I saw her, a few trees away. She appeared on one branch, then another, then in an altogether different tree. But it was just the yes and no of the wind heaving her perch and whipping her feathers into a confusion of leaves. Why didn’t she swoop onto the nest and stuff food into us?

Fly! she kept calling. Fly!

So what choice did we have? Though I’d never left the deep of the nest, I reluctantly climbed up to the fatal jump. There was no way we could survive it, but Our Many must have known there was no way we’d survive the falling of Our Giant either. And to die at least trying, even though you couldn’t fly yet, was a way to fly off to the Tree of the Dead. Any death before that was no death at all, but only a quick flight into whatever fate befell you—flies and maggots and stiff feathers and dust. The only way to become a true crow was to fly. Until then you were nothing, without a name; flying was all.

My Other was still in the deep of the nest, trying to stand back up, while I picked my way through the hurling twigs and stuck my beak into the headwinds. They howled yesss across my face. They howled yes and no in biting, utter cold. I’d never felt anything like it. But then, this was my first experience beyond the bowl of our nest.
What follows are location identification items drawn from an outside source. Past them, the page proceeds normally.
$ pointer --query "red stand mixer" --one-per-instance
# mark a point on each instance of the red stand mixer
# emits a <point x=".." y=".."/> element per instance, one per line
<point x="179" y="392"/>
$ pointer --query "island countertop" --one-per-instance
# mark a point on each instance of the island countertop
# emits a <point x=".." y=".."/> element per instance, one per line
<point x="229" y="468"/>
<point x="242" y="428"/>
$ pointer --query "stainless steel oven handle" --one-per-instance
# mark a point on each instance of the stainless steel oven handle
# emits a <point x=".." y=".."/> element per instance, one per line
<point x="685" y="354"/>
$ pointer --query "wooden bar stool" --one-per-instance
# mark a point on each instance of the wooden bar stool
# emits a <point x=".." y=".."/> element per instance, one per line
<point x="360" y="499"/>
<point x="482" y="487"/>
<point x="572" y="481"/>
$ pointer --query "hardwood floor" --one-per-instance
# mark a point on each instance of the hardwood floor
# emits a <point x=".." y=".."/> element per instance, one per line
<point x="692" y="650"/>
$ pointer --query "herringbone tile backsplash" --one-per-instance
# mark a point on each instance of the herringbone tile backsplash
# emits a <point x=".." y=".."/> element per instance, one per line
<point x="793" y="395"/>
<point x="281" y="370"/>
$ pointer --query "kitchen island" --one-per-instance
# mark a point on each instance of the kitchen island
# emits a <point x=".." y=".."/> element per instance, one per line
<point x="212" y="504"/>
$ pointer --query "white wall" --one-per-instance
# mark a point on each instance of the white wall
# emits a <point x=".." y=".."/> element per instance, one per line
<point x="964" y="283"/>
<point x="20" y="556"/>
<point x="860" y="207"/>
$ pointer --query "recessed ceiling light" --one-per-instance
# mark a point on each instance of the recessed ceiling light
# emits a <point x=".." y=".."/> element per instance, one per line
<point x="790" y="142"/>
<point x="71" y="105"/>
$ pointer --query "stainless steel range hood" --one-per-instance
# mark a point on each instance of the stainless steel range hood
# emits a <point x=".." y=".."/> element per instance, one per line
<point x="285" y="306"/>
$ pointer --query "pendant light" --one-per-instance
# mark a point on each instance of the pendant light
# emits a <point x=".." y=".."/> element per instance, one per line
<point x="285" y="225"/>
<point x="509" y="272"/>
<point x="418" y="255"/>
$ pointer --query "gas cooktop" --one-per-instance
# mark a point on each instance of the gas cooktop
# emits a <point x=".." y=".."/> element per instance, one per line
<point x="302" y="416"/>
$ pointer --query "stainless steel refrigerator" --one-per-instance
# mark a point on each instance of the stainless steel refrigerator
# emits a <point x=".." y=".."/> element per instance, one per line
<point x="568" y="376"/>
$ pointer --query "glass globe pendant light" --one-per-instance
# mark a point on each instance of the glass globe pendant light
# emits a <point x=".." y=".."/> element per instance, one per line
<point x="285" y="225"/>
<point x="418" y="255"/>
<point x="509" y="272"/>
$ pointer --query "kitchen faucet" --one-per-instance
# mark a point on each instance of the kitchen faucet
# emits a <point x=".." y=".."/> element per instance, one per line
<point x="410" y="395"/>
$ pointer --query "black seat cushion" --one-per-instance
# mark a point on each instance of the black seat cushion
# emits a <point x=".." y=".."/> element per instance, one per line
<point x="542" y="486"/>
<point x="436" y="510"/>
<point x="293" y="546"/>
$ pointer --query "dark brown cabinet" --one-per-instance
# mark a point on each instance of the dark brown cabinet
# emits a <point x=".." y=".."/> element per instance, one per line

As our tree bent, the underworld was thrown into view, first one side of our nest, then the other. I was so scared and astonished, I would have kept going if it weren’t for my enormous bony feet holding me back. Below was a mad sea of branches thrashing every which way. What lay below all the layers of bushes and vines I could not see. But I was hungry to fly. Or fall. Or eat the air. I had to wrap it in my wings, if you could call them that, just bare bones and points. For this very reason, infant crows are discouraged from the edge of the nest. Some just cannot overcome the urge to lunge out and grab hold of the wind and plummet, or whatever the feeling is that takes hold of your wings, even though there are no feathers anywhere yet to fly.